Anecdotes are most of what we are given by the news media, talk shows and social interactions. Contrary to what we might assume, research shows anecdotes are not actually the most convincing kind of evidence. Even though they are emotionally engaging and feed into people’s presuppositions, it could be that we actually realize that when an important decision is to be made, more substance is required. When dealing with a serious medical issue, deciding on a neighborhood to live in or which job to take, we don’t rely on anecdotes as much but we seek out those other kinds of evidence and science-based results. Anecdotes are useful in supporting the other forms of evidence but aren’t reliable as the sole means of evidence.
Anecdotes are actually the least persuasive type of evidence when we control for the quality called “vividness”. Vivid presentations are more mentally engaging than numbers. They are more easily recalled in memory as imagery. If statistical or causal evidence is made more vivid, it can be just as persuasive as anecdotal.
Causal evidence is particularly good at changing faulty beliefs, people can build a new mental model of how things really work. That is, only if they are willing to changing their mind in the first place. Statistical evidence, made more vivid of course, can be immediately persuasive and remain so in the long-term.
That’s a positive note for the reality-based community. We just have to figure out how to be compelling as the dramatic purveyors of nonsense.

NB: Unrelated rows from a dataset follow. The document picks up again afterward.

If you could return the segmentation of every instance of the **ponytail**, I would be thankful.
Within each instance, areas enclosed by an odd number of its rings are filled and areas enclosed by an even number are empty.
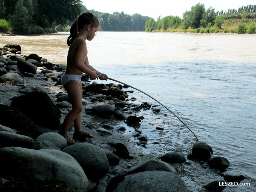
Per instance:
[[[80,15],[74,22],[70,28],[70,35],[68,38],[67,43],[70,46],[73,41],[78,35],[79,30],[85,25],[91,24],[93,27],[100,27],[100,20],[94,15],[90,12],[86,12]]]

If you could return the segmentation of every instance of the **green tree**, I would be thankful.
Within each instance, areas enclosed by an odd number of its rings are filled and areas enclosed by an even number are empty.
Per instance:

We would use strong evidence in a meaningful way rather than the weak and weaselly (or false) “facts” pseudoscientists sell by saying, “I know this is true, because I’ve seen it work.”
Baesler, E.J., J.K. Burgoon (1994) “The Temporal Effects of Story and Statistical Evidence on Belief Change”, Communication Research 21(5) pp. 582-602.

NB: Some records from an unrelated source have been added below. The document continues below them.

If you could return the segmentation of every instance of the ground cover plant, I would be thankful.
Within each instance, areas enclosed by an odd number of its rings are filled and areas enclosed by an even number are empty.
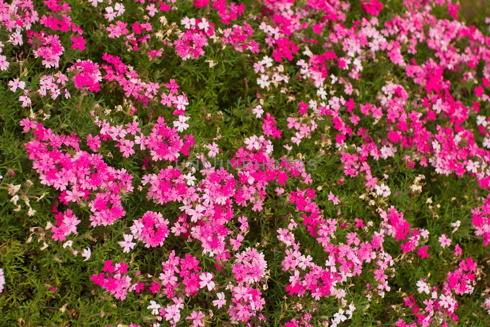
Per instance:
[[[0,326],[490,326],[490,19],[0,0]]]

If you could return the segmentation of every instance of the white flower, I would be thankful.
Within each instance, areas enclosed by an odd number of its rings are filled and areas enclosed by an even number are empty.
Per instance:
[[[92,256],[92,251],[90,250],[90,248],[87,248],[87,249],[84,249],[83,252],[82,252],[82,256],[85,258],[84,261],[86,261],[90,257]]]
[[[149,310],[151,309],[151,314],[152,315],[157,315],[158,314],[158,309],[161,307],[161,305],[157,303],[155,301],[151,300],[150,301],[150,304],[147,306],[147,309]]]
[[[177,127],[177,131],[184,131],[184,129],[187,129],[189,127],[189,124],[186,124],[186,122],[189,120],[190,118],[190,117],[182,116],[181,115],[179,115],[178,121],[173,122],[173,127]]]
[[[421,279],[417,281],[417,286],[418,287],[417,289],[417,291],[418,291],[419,293],[424,292],[426,294],[428,294],[430,292],[430,290],[429,289],[429,285]]]
[[[207,32],[208,28],[209,28],[209,22],[206,21],[205,18],[203,18],[197,24],[197,27],[199,27],[199,29],[204,29],[204,32]]]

Hoeken, H. (2001) “Anecdotal, Statistical, and Causal Evidence: Their Perceived and Actual Persuasiveness” Argumentation 15 p. 425–437.
Hornikx, J. (2005) “A review of experimental research on the relative persuasiveness of anecdotal, statistical, causal, and expert evidence”, Studies in Communication Sciences 5(1), pp. 205-216.
Kazoleas, D.C. (1993). “A comparison of the persuasive effectiveness of qualitative versus quantitative evidence: A test of explanatory hypotheses’”, Communication Quarterly, 41 (1), pp. 40-50.
Moore, A. and J. Stilgoe (2009), “Experts and Anecdotes: The Role of “Anecdotal Evidence” in Public Scientific Controversies”. Science, Technology & Human Values 34(5) p. 654-677.